We measured VC of Schaffer collaterals in CA1 area of hippocampus of rTg4510 mice at 3 and 6 month of age. We used a transverse hippocampal slice preparation with two extracellular recording electrodes to capture propagation of compound action potentials (CAPs) elicited by a stimulating electrode in the presence of synaptic transmission blockers. VC (in μm/ms) was calculated as d/t, where d is the linear distance between recording electrodes (100μm-600μm) and t is the time of CAP propagation. We also compared VC deficits in rTg4510 mice with those reported by us previously in line 41 (3 and 6 mo old) and APP/PS1 (24 mo old) mice.


At 3 mo of age average VC was not different between WT, tTA controls, and rTg4510 mice. In older rTg4510 mice (6 mo), average VC was significantly reduced compared to age-matched WT (ΔVC∼22.8 μm/ms) and tTA controls (ΔVC∼21.7 μm/ms). VC deficit was more pronounced in this tauopathy model then in line 41 (6 mo old), where we reported ΔVC∼10.4 μm/ms. APP/PS1 exhibited comparable deficit in VC (ΔVC∼20.1 μm/ms) at a much older age (24 mo).

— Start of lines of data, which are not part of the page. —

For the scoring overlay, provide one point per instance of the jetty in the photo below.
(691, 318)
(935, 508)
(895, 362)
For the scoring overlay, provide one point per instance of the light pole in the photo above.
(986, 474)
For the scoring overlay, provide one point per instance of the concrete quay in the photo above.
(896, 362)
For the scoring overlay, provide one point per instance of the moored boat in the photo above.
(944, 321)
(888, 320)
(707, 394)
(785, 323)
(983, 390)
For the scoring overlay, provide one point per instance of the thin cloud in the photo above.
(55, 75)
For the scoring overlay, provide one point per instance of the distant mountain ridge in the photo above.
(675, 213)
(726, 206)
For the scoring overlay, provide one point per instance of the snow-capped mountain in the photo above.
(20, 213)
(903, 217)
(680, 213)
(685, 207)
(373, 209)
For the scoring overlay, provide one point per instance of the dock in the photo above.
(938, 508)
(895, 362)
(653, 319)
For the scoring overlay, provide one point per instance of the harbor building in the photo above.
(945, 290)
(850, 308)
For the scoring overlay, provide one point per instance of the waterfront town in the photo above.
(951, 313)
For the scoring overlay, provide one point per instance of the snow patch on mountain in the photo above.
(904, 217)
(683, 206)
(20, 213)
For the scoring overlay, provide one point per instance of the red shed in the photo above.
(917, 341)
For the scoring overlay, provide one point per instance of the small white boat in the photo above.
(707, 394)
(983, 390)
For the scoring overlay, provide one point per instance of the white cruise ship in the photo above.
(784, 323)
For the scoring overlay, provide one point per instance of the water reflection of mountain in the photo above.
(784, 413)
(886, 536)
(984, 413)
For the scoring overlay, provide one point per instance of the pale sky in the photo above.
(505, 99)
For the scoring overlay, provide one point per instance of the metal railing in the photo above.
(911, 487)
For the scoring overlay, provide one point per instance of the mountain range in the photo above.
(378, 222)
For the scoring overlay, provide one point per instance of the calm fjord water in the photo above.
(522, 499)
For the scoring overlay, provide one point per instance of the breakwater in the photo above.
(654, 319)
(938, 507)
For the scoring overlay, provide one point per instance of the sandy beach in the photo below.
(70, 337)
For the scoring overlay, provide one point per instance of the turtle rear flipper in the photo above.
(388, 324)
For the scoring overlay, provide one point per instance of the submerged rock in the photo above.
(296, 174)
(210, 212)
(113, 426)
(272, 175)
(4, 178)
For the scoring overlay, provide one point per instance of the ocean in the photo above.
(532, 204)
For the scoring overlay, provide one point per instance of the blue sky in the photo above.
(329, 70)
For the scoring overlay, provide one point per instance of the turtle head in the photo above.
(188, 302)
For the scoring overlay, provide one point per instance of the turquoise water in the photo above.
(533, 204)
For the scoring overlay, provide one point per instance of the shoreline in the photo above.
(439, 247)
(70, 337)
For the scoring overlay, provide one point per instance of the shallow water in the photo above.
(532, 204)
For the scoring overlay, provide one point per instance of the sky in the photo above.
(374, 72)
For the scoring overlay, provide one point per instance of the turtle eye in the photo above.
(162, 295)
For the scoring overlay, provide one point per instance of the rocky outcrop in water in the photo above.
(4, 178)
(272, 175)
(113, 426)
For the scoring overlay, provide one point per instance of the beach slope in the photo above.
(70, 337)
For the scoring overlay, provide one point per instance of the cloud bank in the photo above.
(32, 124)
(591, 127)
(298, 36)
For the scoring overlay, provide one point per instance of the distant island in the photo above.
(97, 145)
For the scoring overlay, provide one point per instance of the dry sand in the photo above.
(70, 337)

These data suggest that over-expression of mutant human Tau or APP genes results in a reduced axonal VC, potentially disrupting the timing of synaptic inputs. Reduction in axonal VC in both tauopathy and amyloidosis mouse models of AD, albeit to a different degree, points to functional commonality between these models. This deficit may alter temporal organization of hippocampal networks leading to cognitive and memory dysfunction commonly observed in AD mouse models.